I am fairly new to R and multiple regression analyses so I could use some help interpreting my results. For my research I am trying to find predictors for the amount of blood loss during surgery. For this I have a dataset of clinical variables (which are either dichotomous, ordinal or continuous) and blood loss as an outcome in mL. As blood loss is a non-normally distributed continuous variable with only positive values, I understood I am best off using a generalized linear model with Gamma regression. To build the model I used the following code in R:
fullmodel <- glm(ebl ~ embol + age + gender + bmi + charlson +
path_fracture + pain + ecog + asia_pre + prim_tumor +
other_bone_mets + spine_mets + visc_mets + brain_mets +
local_radiation + previous_systemic + ellipsoid_cm3 + bilsky +
hgb + wbc + plt + lymph + neut + creatinine + calcium + albumin +
time_prim_surg + operation + levels_operated + opn_time_min,
data = predictebl, family= Gamma(link="log"))
summary(fullmodel)
simulationOutput2 <- simulateResiduals(fittedModel = fullmodel)
plot(simulationOutput2)
testDispersion(simulationOutput2)
Which gave me the following results:
Coefficients:
Estimate Std. Error t value Pr(>|t|)
(Intercept) 6.431e+00 1.836e+00 3.502 0.000925 ***
embol 2.164e-01 2.221e-01 0.974 0.334304
age -1.085e-02 1.037e-02 -1.046 0.300070
gender2 -4.557e-01 2.467e-01 -1.847 0.070122 .

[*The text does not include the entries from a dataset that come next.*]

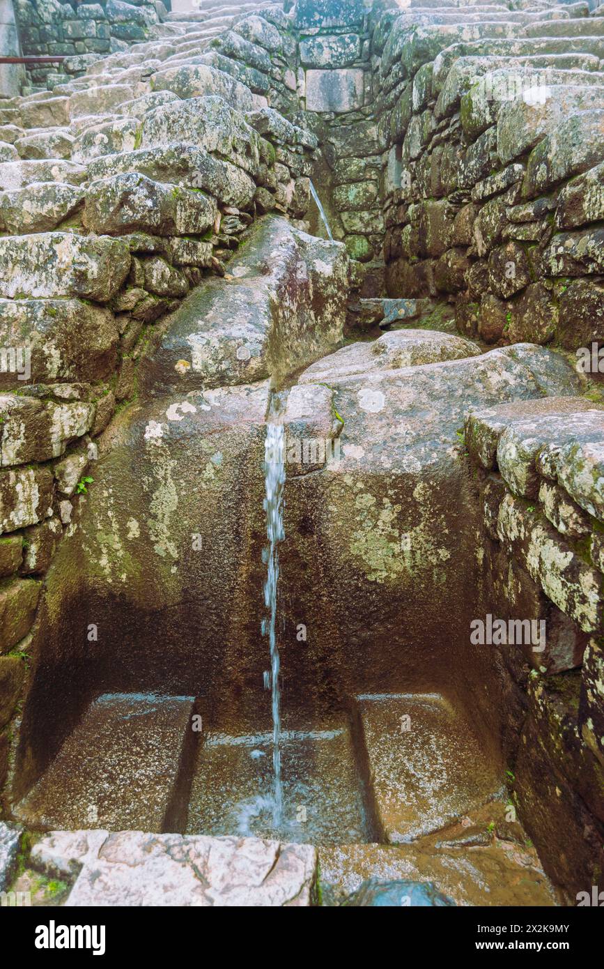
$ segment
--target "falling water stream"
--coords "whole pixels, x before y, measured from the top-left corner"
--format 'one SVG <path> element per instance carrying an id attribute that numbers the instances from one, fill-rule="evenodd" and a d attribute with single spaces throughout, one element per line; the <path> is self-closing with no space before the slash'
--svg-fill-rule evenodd
<path id="1" fill-rule="evenodd" d="M 279 422 L 280 401 L 274 395 L 264 443 L 264 511 L 266 512 L 266 581 L 264 605 L 267 615 L 262 623 L 262 633 L 268 636 L 270 647 L 270 688 L 273 713 L 273 770 L 274 803 L 273 825 L 279 828 L 283 813 L 283 781 L 281 776 L 281 709 L 279 688 L 279 643 L 277 642 L 277 586 L 279 583 L 279 552 L 277 546 L 284 538 L 283 493 L 286 482 L 285 428 Z"/>
<path id="2" fill-rule="evenodd" d="M 310 179 L 309 179 L 309 181 L 310 181 Z M 317 194 L 317 189 L 315 188 L 315 186 L 314 186 L 314 184 L 313 184 L 312 181 L 310 182 L 310 185 L 311 185 L 311 195 L 313 196 L 313 199 L 315 200 L 315 204 L 317 205 L 317 207 L 318 209 L 318 214 L 320 215 L 321 219 L 323 220 L 323 225 L 325 226 L 325 229 L 327 230 L 327 238 L 330 239 L 330 241 L 333 242 L 333 235 L 331 234 L 331 229 L 329 228 L 329 223 L 327 222 L 327 216 L 325 215 L 325 209 L 323 208 L 323 206 L 321 204 L 321 201 L 318 198 L 318 195 Z"/>

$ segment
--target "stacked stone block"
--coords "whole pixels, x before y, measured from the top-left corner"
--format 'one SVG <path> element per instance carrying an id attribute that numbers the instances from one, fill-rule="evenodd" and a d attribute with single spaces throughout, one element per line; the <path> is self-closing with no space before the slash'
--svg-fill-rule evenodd
<path id="1" fill-rule="evenodd" d="M 411 11 L 374 36 L 388 294 L 448 300 L 488 344 L 603 337 L 604 18 L 588 14 Z"/>

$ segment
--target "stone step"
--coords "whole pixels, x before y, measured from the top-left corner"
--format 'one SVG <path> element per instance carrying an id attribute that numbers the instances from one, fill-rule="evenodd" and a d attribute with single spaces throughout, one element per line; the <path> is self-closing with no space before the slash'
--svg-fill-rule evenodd
<path id="1" fill-rule="evenodd" d="M 403 844 L 491 800 L 503 784 L 463 714 L 438 694 L 356 697 L 375 814 Z"/>
<path id="2" fill-rule="evenodd" d="M 38 829 L 182 829 L 194 712 L 192 697 L 99 697 L 15 814 Z"/>
<path id="3" fill-rule="evenodd" d="M 527 37 L 601 37 L 604 16 L 589 16 L 581 20 L 548 20 L 526 27 Z"/>
<path id="4" fill-rule="evenodd" d="M 521 825 L 509 820 L 503 799 L 412 844 L 320 846 L 318 862 L 323 905 L 351 904 L 346 896 L 368 879 L 398 889 L 399 900 L 365 905 L 408 905 L 401 895 L 430 883 L 456 905 L 558 904 L 535 849 Z"/>
<path id="5" fill-rule="evenodd" d="M 317 878 L 311 845 L 142 831 L 53 831 L 37 842 L 31 863 L 35 870 L 25 869 L 14 891 L 31 890 L 36 905 L 36 875 L 60 877 L 70 908 L 299 908 L 312 904 Z"/>

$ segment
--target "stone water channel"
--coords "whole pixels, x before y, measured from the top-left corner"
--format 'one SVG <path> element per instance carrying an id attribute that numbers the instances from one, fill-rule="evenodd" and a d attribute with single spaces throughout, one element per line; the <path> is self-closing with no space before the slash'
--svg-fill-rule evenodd
<path id="1" fill-rule="evenodd" d="M 239 6 L 15 4 L 0 891 L 575 904 L 604 17 Z"/>

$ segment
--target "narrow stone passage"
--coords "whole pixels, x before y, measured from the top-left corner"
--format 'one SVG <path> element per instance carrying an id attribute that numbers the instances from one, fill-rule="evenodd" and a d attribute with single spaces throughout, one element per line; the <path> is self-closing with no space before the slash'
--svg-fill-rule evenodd
<path id="1" fill-rule="evenodd" d="M 576 905 L 602 8 L 0 15 L 0 892 Z"/>

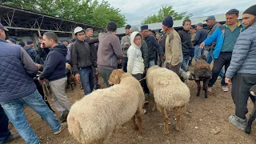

bmi -3.737e-03 1.943e-02 -0.192 0.848185
charlson 4.448e-02 7.829e-02 0.568 0.572239
path_fracture2 -8.190e-03 2.231e-01 -0.037 0.970845
pain2 -4.070e-01 2.723e-01 -1.495 0.140720
ecog2 2.781e-01 2.607e-01 1.067 0.290690
ecog3 2.113e-01 3.331e-01 0.634 0.528553
ecog4 -3.904e-01 3.878e-01 -1.007 0.318482
ecog5 -4.656e-01 5.573e-01 -0.836 0.407017
asia_pre2 1.531e-01 2.053e-01 0.746 0.459062
asia_pre3 -6.207e-01 5.248e-01 -1.183 0.241970
asia_pre4 2.041e+00 9.495e-01 2.150 0.035982 *
prim_tumor2 -7.277e-02 2.600e-01 -0.280 0.780568
other_bone_mets2 5.886e-02 2.077e-01 0.283 0.777901
spine_mets2 -4.733e-01 2.679e-01 -1.767 0.082828 .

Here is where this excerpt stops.